Michael Weitz knew something was wrong.
The longtime Santa Monica physician was sitting outside when he felt unusual pain in his chest after swallowing cold liquid, and he figured he probably had cancer.
“I had this sixth sense,” he said, a bronchoscopy later confirming his dark suspicions.
That was about 10 years ago. For Weitz, who now has one lung, it’s a marvel considering he was told he had no more than six months to live. The 59-year-old remains director of the emergency department at Providence Saint John’s Health Center, and he’s committed to the fight against one of the most common killers in the country.
Weitz’s story is one piece in the mosaic of cancer’s devastating impact in Los Angeles County, where more than 1.3 million cancer patients were diagnosed between 1976 and 2012.
That’s according to a report that was recently released by the Los Angeles Cancer Surveillance Program, a project of the USC Norris Comprehensive Cancer Center and the university’s Keck School of Medicine.
The incidence of lung cancer has “substantially declined” since the mid-1990s, according to the report, a trend that has been attributed in part to a decline in smoking. But lung cancer remains the leading cause of cancer death in the U.S., data show, and survivor rates are extremely low.
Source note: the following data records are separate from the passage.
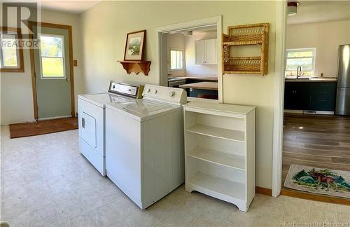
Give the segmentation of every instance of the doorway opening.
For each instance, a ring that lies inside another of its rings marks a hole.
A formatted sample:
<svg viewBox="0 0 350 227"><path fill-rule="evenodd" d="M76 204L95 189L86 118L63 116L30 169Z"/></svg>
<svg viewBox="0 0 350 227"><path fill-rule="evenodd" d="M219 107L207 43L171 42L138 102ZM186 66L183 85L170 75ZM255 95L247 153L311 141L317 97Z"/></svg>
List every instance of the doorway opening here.
<svg viewBox="0 0 350 227"><path fill-rule="evenodd" d="M75 116L71 26L29 22L38 39L30 49L36 120Z"/></svg>
<svg viewBox="0 0 350 227"><path fill-rule="evenodd" d="M300 1L287 17L282 195L350 204L349 6Z"/></svg>
<svg viewBox="0 0 350 227"><path fill-rule="evenodd" d="M186 90L188 100L223 102L221 16L158 29L160 84Z"/></svg>

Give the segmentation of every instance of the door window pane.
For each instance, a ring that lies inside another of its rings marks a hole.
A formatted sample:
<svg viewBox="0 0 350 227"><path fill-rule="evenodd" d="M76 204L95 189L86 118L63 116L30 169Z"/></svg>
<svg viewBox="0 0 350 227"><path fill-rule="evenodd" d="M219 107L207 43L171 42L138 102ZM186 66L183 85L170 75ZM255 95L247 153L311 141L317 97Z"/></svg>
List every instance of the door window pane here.
<svg viewBox="0 0 350 227"><path fill-rule="evenodd" d="M63 58L41 58L43 77L64 77Z"/></svg>
<svg viewBox="0 0 350 227"><path fill-rule="evenodd" d="M1 34L2 66L4 67L18 67L16 36L14 34Z"/></svg>
<svg viewBox="0 0 350 227"><path fill-rule="evenodd" d="M40 36L41 78L65 78L64 43L61 36Z"/></svg>
<svg viewBox="0 0 350 227"><path fill-rule="evenodd" d="M40 37L41 56L63 57L62 37L46 36Z"/></svg>

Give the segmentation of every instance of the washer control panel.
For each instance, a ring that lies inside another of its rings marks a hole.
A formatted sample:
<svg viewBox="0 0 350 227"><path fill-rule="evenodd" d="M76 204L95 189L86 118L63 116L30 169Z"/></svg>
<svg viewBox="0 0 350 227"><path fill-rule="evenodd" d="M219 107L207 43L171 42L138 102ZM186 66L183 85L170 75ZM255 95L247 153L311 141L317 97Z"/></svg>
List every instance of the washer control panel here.
<svg viewBox="0 0 350 227"><path fill-rule="evenodd" d="M112 81L109 84L108 92L130 96L135 98L141 98L143 88L144 86L142 85L134 85Z"/></svg>
<svg viewBox="0 0 350 227"><path fill-rule="evenodd" d="M145 85L144 98L148 97L167 102L184 104L187 102L186 91L182 88Z"/></svg>

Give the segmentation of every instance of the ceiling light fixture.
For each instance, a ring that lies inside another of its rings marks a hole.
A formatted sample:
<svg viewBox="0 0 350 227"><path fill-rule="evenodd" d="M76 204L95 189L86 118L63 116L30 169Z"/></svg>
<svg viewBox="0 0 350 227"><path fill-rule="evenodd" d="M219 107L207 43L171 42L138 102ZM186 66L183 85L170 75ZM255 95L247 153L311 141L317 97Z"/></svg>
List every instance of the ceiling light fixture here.
<svg viewBox="0 0 350 227"><path fill-rule="evenodd" d="M299 5L298 1L290 0L287 3L288 6L288 15L292 16L297 14L297 8Z"/></svg>

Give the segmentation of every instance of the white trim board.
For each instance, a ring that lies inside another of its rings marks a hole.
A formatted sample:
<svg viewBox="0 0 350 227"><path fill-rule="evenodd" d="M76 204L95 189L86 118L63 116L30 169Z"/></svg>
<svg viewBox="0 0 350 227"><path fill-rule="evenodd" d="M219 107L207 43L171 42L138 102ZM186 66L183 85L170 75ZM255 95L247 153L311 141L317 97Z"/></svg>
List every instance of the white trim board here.
<svg viewBox="0 0 350 227"><path fill-rule="evenodd" d="M156 45L156 60L159 62L158 67L158 74L160 75L158 84L164 85L167 84L165 81L164 75L162 74L162 60L160 59L161 53L161 45L162 45L162 34L169 33L169 32L174 31L181 31L184 29L198 28L202 27L207 26L216 26L216 34L217 34L217 42L218 42L218 102L223 103L223 74L222 74L222 57L221 57L221 46L222 39L223 39L223 19L222 15L206 18L200 20L195 20L192 21L188 21L182 23L177 23L174 25L169 25L167 26L158 27L156 29L157 32L157 45Z"/></svg>
<svg viewBox="0 0 350 227"><path fill-rule="evenodd" d="M277 197L282 184L282 149L286 58L286 29L287 1L276 1L276 54L274 101L274 135L272 153L272 196Z"/></svg>

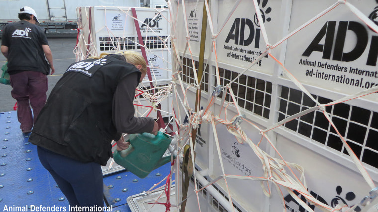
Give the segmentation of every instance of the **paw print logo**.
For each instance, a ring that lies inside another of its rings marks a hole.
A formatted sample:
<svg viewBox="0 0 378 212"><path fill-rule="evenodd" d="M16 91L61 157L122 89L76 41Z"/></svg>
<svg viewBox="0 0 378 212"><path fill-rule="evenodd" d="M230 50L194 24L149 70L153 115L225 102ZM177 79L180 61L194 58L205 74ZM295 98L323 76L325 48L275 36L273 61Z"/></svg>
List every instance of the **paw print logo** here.
<svg viewBox="0 0 378 212"><path fill-rule="evenodd" d="M235 145L236 146L235 146ZM239 150L239 148L238 148L238 146L239 146L238 143L235 142L234 145L231 147L231 150L232 151L232 153L239 158L240 157L240 152Z"/></svg>
<svg viewBox="0 0 378 212"><path fill-rule="evenodd" d="M257 3L260 5L260 0L257 0ZM265 8L265 7L267 6L267 4L268 3L268 0L263 0L262 1L262 8L263 9L265 9L265 11L263 11L262 9L260 9L260 13L261 14L261 17L263 18L263 22L265 23L265 21L269 22L271 21L271 18L269 17L266 19L265 15L267 14L269 14L272 11L272 8L271 7L268 7L267 8ZM255 24L257 26L260 26L260 23L259 23L259 19L257 18L257 14L255 13L255 16L253 18L253 20L255 22Z"/></svg>
<svg viewBox="0 0 378 212"><path fill-rule="evenodd" d="M156 12L155 13L155 20L156 21L159 21L159 20L162 19L162 15L160 14L160 12Z"/></svg>
<svg viewBox="0 0 378 212"><path fill-rule="evenodd" d="M343 189L341 186L337 186L336 187L336 193L337 193L337 195L336 195L336 197L332 199L332 201L331 201L331 205L332 207L334 207L339 203L344 203L349 207L348 204L347 204L347 202L344 200L344 199L340 196L341 196L341 193L342 192L342 190ZM354 194L354 193L353 193L353 192L349 192L345 194L345 197L344 198L345 200L348 201L350 201L351 200L354 200L354 199L356 198L356 195ZM351 206L350 207L351 207L353 206ZM360 212L361 211L361 209L357 206L355 209L355 211L356 212Z"/></svg>
<svg viewBox="0 0 378 212"><path fill-rule="evenodd" d="M104 64L105 64L106 63L106 60L107 59L101 59L99 60L95 60L92 62L92 64L94 65L101 65L101 66L103 66Z"/></svg>

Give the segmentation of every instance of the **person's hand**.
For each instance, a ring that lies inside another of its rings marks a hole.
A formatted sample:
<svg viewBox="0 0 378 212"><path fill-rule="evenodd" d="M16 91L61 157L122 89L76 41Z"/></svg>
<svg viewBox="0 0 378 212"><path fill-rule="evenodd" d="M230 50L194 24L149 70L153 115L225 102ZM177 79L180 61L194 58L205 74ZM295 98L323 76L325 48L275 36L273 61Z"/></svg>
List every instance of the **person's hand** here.
<svg viewBox="0 0 378 212"><path fill-rule="evenodd" d="M150 132L150 133L156 135L158 134L158 132L159 131L159 125L158 125L158 123L156 123L156 121L155 121L154 122L154 129L152 129L152 131Z"/></svg>
<svg viewBox="0 0 378 212"><path fill-rule="evenodd" d="M129 148L130 145L129 142L125 142L125 139L123 136L121 136L121 138L117 141L117 151L122 151Z"/></svg>
<svg viewBox="0 0 378 212"><path fill-rule="evenodd" d="M51 75L52 75L54 73L55 73L55 68L54 68L54 66L51 66Z"/></svg>

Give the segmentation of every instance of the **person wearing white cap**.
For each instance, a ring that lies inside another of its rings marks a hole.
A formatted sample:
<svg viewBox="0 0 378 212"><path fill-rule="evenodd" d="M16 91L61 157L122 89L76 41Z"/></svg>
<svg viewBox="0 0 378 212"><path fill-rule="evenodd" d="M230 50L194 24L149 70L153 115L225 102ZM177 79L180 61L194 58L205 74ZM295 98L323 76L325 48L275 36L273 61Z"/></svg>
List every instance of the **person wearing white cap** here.
<svg viewBox="0 0 378 212"><path fill-rule="evenodd" d="M55 68L45 30L36 25L39 22L35 11L24 6L20 9L18 18L20 21L9 23L3 29L1 50L8 60L12 97L17 101L20 128L23 133L28 133L46 103L46 75L50 69L53 74Z"/></svg>

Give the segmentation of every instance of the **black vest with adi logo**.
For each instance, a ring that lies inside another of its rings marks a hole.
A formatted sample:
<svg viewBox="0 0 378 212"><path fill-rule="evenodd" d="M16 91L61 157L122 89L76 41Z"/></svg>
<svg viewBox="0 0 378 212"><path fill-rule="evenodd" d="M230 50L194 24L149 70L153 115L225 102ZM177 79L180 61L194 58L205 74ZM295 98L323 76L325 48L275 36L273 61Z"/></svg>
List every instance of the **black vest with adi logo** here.
<svg viewBox="0 0 378 212"><path fill-rule="evenodd" d="M29 141L82 162L105 165L112 140L113 97L124 77L140 72L120 55L71 64L57 83L38 116Z"/></svg>

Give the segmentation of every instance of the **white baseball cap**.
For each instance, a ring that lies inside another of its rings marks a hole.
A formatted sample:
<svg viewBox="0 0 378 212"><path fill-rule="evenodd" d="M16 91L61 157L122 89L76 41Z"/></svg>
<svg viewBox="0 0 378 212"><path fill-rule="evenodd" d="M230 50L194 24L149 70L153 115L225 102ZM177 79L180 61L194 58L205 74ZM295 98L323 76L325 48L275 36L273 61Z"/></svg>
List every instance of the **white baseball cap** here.
<svg viewBox="0 0 378 212"><path fill-rule="evenodd" d="M28 7L28 6L24 6L22 7L21 9L20 9L20 13L27 13L30 14L31 15L33 15L35 17L35 20L38 23L39 23L39 21L38 21L38 18L37 18L37 13L35 13L35 11L34 11L34 9L32 9L31 8Z"/></svg>

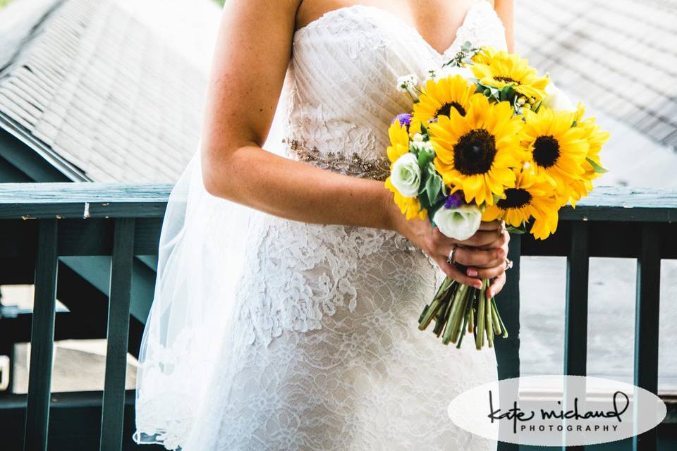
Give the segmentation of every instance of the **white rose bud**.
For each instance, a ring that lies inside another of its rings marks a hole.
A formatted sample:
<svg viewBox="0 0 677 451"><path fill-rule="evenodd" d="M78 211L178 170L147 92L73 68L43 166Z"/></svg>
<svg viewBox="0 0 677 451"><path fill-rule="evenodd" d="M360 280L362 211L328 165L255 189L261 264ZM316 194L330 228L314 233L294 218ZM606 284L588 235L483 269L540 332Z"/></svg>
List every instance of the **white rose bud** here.
<svg viewBox="0 0 677 451"><path fill-rule="evenodd" d="M416 74L410 73L408 75L403 75L397 79L397 90L400 92L407 92L414 99L418 98L416 92L416 83L418 82L418 77Z"/></svg>
<svg viewBox="0 0 677 451"><path fill-rule="evenodd" d="M475 205L461 205L451 209L443 206L437 210L432 220L443 235L463 241L472 237L480 229L482 211Z"/></svg>
<svg viewBox="0 0 677 451"><path fill-rule="evenodd" d="M545 92L549 96L549 98L544 99L543 103L546 106L555 111L574 111L575 107L569 99L569 97L562 92L559 87L554 85L552 82L548 83L545 87Z"/></svg>
<svg viewBox="0 0 677 451"><path fill-rule="evenodd" d="M417 196L421 185L421 168L416 156L407 153L397 159L393 165L390 181L405 197Z"/></svg>
<svg viewBox="0 0 677 451"><path fill-rule="evenodd" d="M432 147L432 143L429 141L413 141L411 143L411 147L414 149L417 152L422 151L433 152L434 148Z"/></svg>

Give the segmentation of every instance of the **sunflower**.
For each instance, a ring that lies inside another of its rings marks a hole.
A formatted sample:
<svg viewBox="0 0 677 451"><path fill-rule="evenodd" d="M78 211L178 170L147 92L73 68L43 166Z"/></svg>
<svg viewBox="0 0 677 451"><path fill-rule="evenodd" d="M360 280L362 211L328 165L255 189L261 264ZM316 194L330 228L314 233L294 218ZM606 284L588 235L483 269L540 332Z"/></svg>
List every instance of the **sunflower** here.
<svg viewBox="0 0 677 451"><path fill-rule="evenodd" d="M539 77L536 69L529 66L529 60L504 50L490 50L479 55L470 69L480 85L499 89L512 86L516 92L536 101L547 97L544 89L549 79Z"/></svg>
<svg viewBox="0 0 677 451"><path fill-rule="evenodd" d="M540 240L548 237L557 230L560 206L554 189L527 168L517 170L516 177L515 187L506 189L502 199L487 207L482 221L503 219L520 227L534 218L531 233Z"/></svg>
<svg viewBox="0 0 677 451"><path fill-rule="evenodd" d="M536 174L568 199L573 183L586 180L584 165L590 144L580 127L572 127L574 113L541 106L525 110L523 144L529 150Z"/></svg>
<svg viewBox="0 0 677 451"><path fill-rule="evenodd" d="M525 154L520 147L523 126L507 101L489 103L482 94L470 97L465 116L452 110L430 124L435 168L451 192L462 190L465 202L492 205L506 187L515 186L512 168Z"/></svg>
<svg viewBox="0 0 677 451"><path fill-rule="evenodd" d="M413 124L420 130L420 124L427 126L438 116L449 117L451 110L456 110L461 116L465 116L468 100L475 89L474 84L468 83L458 75L437 81L429 80L418 101L414 104Z"/></svg>
<svg viewBox="0 0 677 451"><path fill-rule="evenodd" d="M576 202L592 190L592 180L602 175L602 172L595 171L594 164L598 168L602 168L599 158L599 151L602 147L609 140L609 132L602 130L599 125L595 123L595 118L590 117L583 119L585 109L581 104L578 104L576 112L574 113L575 127L583 130L583 138L587 142L588 150L585 160L583 163L585 171L583 176L571 184L571 190L567 198L562 198L561 202L576 206ZM592 161L592 162L591 162Z"/></svg>
<svg viewBox="0 0 677 451"><path fill-rule="evenodd" d="M406 124L402 124L396 121L388 128L388 135L390 137L390 145L386 149L388 159L390 160L390 168L393 163L405 154L409 152L409 132L407 131Z"/></svg>

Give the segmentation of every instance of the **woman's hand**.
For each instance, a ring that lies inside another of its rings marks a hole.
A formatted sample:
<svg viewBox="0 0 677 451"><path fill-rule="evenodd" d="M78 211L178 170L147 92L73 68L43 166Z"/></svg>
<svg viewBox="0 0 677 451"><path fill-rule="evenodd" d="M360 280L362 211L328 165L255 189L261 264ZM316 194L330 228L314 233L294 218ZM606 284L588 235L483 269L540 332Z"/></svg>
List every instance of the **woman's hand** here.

“Because cancer is such an important health problem and is costly in terms of treatment and social costs such as loss of work time and quality of life, it is important to have a clear idea of the changing burden of cancer on society,” the report reads. “Keeping an eye on cancer rates provides clues about the causes of cancer, how successful we are at preventing cancer, and where we should focus our efforts in the future to make cancer a disease of the past.”
It will probably never be a disease of the past for Weitz, who over the last decade has had several operations and tried numerous treatments with varying degrees of success.
Initially, doctors weren’t sure he had cancer. A chest X-ray was taken. A CAT scan was administered. But the bronchoscopy led to a diagnosis of adenocarcinoma in his chest, which necessitated a conversation with his three children. Weitz, who never smoked, then went through chemotherapy before an operation to remove his left lung.
“My stamina got better, and my body accommodated having one lung,” he said, noting that he can’t run and that he occasionally gets shortness of breath. “The body is incredibly adaptable.”
Weitz was doing relatively well with a drug treatment until he started having difficulty reading a computer screen, and he started radiation therapy after an MRI confirmed his fear that cancer had spread into his brain.
He later turned to a clinical trial for a drug that his mother learned about while watching a television news segment. The drug was reportedly successful for a patient with a specific mutation, which Weitz later learned he had. The drug worked for four and a half years.
Weitz then started on another medicine that he’s taken for almost two and a half years, and he’s continued on the Alectinib regimen after undergoing a craniotomy last year to mitigate swelling in his brain.
“For 50 years nothing really evolved,” he said of cancer treatment options. “Now there are so many new drugs. If you fail one, there’s another one. I feel badly for those who never had this opportunity. I’ve been incredibly fortunate. I thought it was a bad dream, but now [cancer is] not part of my daily routine.”
Weitz now does outreach through the Lung Cancer Foundation of America, sharing his story with other patients. He urges them not to lose hope and reminds them, he said, that “no one has a crystal ball.”
Weitz’s goal is to turn what seemed like a death sentence into a manageable chronic disease. He said he encourages fellow lung cancer patients not to be afraid of clinical trials for new treatments.
“I don’t think I’ll ever be cured, but I don’t think I need to be cured,” he said. “We’re just on the precipice of amazing new discoveries. Immunotherapy, coupled with targeted therapies, can help, and no one can tell you how you’re going to do.”